Prés, et trad. B. Sesé. Arfuyen, 2004, 146 p., 16 €.

Fray Luis de León (1527-1591) est de loin le plus méconnu des grands auteurs spirituels du Siècle d'Or espagnol. Il est vrai que l’œuvre de ce « mystique humaniste » (comme l'appelait Unamuno) a été publiée depuis fort peu de temps en France, notamment grâce à l'un des meilleurs hispanistes actuels, spécialiste du Siècle d'or, Bernard Sesé.

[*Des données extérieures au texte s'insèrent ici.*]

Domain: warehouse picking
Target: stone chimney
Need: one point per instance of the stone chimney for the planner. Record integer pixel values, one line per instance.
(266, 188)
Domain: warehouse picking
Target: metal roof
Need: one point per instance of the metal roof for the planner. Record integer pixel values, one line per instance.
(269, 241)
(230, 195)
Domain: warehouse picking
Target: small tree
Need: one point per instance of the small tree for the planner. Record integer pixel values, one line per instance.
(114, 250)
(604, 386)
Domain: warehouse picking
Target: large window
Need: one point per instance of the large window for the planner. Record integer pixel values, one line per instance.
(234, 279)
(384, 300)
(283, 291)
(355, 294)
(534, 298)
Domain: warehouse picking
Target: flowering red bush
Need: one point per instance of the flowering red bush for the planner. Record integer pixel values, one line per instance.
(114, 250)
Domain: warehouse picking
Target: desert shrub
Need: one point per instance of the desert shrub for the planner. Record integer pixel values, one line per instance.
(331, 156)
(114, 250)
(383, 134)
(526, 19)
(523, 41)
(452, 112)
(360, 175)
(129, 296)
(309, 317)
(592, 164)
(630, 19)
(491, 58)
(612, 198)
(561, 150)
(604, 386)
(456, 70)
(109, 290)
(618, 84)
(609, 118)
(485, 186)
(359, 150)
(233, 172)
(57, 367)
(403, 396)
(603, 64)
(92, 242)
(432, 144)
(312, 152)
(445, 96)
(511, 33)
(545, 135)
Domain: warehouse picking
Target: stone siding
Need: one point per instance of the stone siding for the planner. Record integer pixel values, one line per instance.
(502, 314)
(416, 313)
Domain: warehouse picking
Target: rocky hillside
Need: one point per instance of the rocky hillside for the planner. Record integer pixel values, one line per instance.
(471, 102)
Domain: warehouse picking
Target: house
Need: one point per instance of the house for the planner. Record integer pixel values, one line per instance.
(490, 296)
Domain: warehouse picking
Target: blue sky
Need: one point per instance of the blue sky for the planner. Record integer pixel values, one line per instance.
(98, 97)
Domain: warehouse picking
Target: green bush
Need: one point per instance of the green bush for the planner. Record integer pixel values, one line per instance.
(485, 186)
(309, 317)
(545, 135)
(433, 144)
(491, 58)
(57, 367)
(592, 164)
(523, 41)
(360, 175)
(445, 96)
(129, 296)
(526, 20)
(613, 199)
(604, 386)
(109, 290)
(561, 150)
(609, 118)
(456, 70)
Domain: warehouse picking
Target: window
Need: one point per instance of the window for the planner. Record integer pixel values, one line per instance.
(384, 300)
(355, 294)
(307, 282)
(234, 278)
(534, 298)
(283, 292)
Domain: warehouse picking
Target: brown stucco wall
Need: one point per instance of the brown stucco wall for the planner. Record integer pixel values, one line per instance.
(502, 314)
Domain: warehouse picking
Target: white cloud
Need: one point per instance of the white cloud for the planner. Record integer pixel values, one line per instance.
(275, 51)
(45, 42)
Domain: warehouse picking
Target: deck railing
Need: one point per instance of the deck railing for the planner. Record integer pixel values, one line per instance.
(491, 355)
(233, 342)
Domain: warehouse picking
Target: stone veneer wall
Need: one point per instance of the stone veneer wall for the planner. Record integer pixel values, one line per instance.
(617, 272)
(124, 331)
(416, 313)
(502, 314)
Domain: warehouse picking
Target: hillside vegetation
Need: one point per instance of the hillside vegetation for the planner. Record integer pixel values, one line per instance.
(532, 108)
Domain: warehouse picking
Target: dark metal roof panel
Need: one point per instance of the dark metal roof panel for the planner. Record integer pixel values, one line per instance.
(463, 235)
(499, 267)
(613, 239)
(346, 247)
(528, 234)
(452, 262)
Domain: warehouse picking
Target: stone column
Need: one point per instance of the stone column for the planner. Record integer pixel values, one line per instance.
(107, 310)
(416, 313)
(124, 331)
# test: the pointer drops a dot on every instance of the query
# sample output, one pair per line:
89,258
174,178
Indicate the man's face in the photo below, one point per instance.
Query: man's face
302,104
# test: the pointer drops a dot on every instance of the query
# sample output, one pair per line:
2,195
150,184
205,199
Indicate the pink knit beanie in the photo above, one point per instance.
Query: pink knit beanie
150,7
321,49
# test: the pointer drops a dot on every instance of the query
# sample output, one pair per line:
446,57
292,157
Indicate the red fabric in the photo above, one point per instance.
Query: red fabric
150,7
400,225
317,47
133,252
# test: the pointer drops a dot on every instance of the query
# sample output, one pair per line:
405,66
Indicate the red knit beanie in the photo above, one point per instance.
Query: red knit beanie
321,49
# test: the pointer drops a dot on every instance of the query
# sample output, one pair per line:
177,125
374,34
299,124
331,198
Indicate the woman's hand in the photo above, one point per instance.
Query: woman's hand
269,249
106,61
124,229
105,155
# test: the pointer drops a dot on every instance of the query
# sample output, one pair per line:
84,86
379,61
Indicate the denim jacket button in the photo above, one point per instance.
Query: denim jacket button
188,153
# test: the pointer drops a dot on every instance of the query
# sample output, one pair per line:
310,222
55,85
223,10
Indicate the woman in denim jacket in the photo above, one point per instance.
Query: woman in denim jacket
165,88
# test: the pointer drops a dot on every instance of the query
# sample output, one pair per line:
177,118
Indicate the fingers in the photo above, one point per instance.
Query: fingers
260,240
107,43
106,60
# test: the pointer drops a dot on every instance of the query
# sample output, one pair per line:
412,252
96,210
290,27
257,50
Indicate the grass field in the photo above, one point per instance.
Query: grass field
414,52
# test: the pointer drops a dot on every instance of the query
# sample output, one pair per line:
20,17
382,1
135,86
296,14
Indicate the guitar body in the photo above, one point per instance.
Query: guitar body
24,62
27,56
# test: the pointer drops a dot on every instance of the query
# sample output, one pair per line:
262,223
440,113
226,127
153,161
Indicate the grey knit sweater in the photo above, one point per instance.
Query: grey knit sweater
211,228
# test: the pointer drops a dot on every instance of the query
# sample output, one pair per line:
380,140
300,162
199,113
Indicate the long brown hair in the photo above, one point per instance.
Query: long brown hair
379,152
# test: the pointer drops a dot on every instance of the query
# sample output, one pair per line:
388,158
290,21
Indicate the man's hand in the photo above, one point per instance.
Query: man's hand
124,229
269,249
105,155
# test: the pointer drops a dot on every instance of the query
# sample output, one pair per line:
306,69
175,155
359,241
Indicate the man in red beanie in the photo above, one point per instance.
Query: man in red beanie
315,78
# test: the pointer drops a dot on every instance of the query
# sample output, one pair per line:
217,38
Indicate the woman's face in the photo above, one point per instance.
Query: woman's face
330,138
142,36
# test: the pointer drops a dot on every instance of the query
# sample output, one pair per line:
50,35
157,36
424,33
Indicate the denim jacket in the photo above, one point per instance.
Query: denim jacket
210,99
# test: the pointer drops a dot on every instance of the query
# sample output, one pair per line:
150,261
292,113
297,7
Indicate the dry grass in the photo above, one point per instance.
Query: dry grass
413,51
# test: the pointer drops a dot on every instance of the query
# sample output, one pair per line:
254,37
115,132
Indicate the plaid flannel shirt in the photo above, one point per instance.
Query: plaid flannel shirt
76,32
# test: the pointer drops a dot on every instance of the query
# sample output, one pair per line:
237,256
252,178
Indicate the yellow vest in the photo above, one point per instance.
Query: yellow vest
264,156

Religieux augustin, professeur à Salamanque, éminent représentant de l'érasmisme espagnol, fray Luis avait tous les talents : grand poète, grand exégète et traducteur (d'origine juive, il était hébraïsant). Bénéficiant d'une notoriété considérable auprès des milieux mystiques, on lui confia la première édition des écrits de Thérèse d'Avila, morte depuis seulement quatre ans, bien qu'il ne l'eût pas connue personnellement. L'Inquisition n'avait pratiquement rien pu faire contre Thérèse dont la sainteté était notoire de son vivant ; après la mort de la Madre, elle essaya d'interdire ses écrits, dont plusieurs éditions édulcorées circulaient déjà, au prétexte que les illuminations qu'ils décrivent sont dangereuses pour les âmes sensibles et que leur manque de références théologiques les disqualifie.
Fray Luis, qui avait eu lui-même maille à partir avec les inquisiteurs (cinq ans d'injuste incarcération), se fait ici un malin plaisir d'opposer le génie d'une femme prétendument inculte à l'obscurantisme des prétendus savants. Ne pas publier intégralement Thérèse serait donc faire injure au Saint-Esprit « Dieu parle à ses amis, cela ne fait pas le moindre doute ; et il ne leur parle pas pour que personne n'en sache rien, mais pour que ce qu'il dit soit révélé. » Certes, mais encore faut-il que l'expérience de la personne à qui Dieu parle soit reconnue par le peuple de Dieu comme exemplaire. Leçon importante pour aujourd'hui où trop de textes dits « mystiques » sont jugés à leur seule aune littéraire ou psychologique.